Structure spiralaire, répétitive, propos sans intérêt mais abondants, il emporte le lecteur dans un rythme lancinant, hypnotique mais vide.
Et dans ce vide règnent des personnages vains, creux, interchangeables, stéréotypes des golden boys des années Reagan qui vantent l'American Dream et la méritocratie mais ne sont que des pantins de bois. Les descriptions fleuves des vêtements, des bijoux, des cosmétiques, des lieux à la mode, les considérations artistiques du protagoniste sont des trompe l'oeil, les signaux d'une pensée unique qui remplace l'être par l'avoir. Car avant tout, AP est un roman sociologique où les codes régissent le monde en donnant l'impression de cohérence mais révèlent un chaos incarné par P. Bateman, devenu personnage mythique de la pop culture. L'enfant gâté, capricieux, narcissique, égocentrique mais sans repère, grandi sur le terreau puant d'un mode dévoyé. Enfant roi mais roi fou qui s'avoue lui-même préfabriqué et non viable.
Au milieu des tableaux mondains, les déchaînements de violence, le déferlement de pulsions sadiques, gratuites, sitôt commis, sitôt oubliés dont on ne sait jamais s'ils sont réels ou le fruit pourri d'un délire refoulé conçu par un cerveau malade et trop poudré.
Des dialogues qui ne servent à rien, une narration stérile, des descriptions abondantes qui cachent des abimes de vanité et de vacuité qui comme chez
Flaubert, dénoncent l'immobilisme, l'ennui et la mort.
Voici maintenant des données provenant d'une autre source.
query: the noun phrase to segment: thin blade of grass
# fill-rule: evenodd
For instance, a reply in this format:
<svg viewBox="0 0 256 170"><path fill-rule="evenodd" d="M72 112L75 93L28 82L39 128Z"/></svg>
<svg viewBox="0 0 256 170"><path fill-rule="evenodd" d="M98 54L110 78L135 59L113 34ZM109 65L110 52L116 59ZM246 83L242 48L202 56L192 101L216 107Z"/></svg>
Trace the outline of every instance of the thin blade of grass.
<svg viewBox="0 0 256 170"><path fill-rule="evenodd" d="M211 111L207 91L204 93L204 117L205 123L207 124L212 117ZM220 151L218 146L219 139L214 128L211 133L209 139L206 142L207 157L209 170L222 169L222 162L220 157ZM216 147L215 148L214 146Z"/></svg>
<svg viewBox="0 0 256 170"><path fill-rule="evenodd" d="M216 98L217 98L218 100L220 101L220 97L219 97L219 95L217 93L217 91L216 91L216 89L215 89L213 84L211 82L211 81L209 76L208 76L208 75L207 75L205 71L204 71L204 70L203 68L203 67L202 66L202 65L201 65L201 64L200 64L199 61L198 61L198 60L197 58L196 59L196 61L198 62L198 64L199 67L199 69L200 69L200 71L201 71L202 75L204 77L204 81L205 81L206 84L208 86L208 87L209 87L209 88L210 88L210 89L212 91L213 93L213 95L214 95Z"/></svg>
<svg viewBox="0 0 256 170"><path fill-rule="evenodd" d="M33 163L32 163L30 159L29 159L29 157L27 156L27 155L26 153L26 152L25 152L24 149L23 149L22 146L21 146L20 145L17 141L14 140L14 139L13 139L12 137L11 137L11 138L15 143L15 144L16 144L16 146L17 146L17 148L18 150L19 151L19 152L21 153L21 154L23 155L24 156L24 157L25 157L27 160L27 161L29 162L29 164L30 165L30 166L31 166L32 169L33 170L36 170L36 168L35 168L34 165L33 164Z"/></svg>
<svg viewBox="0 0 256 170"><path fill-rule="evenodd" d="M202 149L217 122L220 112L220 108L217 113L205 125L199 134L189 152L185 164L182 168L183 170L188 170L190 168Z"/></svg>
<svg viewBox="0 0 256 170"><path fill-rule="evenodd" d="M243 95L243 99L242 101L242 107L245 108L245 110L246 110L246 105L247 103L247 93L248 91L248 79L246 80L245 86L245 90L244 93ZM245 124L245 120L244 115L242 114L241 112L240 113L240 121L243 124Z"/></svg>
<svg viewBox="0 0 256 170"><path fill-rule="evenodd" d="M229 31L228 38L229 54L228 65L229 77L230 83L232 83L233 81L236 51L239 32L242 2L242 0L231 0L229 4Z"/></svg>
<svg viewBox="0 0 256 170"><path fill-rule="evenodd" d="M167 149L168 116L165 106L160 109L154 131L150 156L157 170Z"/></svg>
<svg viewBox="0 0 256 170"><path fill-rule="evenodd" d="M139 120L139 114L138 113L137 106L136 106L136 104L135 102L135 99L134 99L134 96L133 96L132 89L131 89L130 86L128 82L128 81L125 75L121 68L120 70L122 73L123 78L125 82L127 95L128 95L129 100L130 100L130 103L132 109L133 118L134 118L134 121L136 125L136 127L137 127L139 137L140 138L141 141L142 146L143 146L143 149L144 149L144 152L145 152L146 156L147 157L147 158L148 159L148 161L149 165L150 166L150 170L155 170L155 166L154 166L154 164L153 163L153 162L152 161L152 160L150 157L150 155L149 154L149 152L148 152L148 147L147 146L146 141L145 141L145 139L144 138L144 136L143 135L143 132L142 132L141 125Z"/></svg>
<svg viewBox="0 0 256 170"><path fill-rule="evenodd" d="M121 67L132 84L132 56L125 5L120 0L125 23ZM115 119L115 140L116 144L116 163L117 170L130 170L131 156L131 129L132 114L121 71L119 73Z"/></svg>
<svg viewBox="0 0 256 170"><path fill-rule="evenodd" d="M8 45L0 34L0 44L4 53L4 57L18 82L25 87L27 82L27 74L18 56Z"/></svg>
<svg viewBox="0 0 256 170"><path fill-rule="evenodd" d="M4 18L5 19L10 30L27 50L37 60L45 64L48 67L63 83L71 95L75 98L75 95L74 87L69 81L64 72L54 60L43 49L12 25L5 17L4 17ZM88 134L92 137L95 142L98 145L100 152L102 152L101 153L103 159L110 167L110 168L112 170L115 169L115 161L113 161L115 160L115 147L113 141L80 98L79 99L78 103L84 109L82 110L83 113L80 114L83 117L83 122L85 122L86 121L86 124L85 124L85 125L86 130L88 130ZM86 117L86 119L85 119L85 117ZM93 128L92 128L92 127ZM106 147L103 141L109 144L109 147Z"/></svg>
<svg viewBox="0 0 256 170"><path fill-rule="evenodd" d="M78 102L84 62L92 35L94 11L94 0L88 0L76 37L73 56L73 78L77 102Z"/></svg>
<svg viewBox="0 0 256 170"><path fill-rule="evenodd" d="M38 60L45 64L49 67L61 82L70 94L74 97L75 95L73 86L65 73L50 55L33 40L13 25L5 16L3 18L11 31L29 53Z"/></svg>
Dans ce monde d'apparences et de possession, tout devient objet, consommable, tout est jetable, tout s'achète et rien ne vaut. Pas même la vie.
Symboliste? Surréaliste ? Néoréaliste? Tout à la fois, plus encore.
Clivant, dérangeant, provoquant, réflexif, repoussant, attractif... Il appelle bien des qualificatifs.
Est-on Classique à 30 ans? Peut-être. Culte, sûrement !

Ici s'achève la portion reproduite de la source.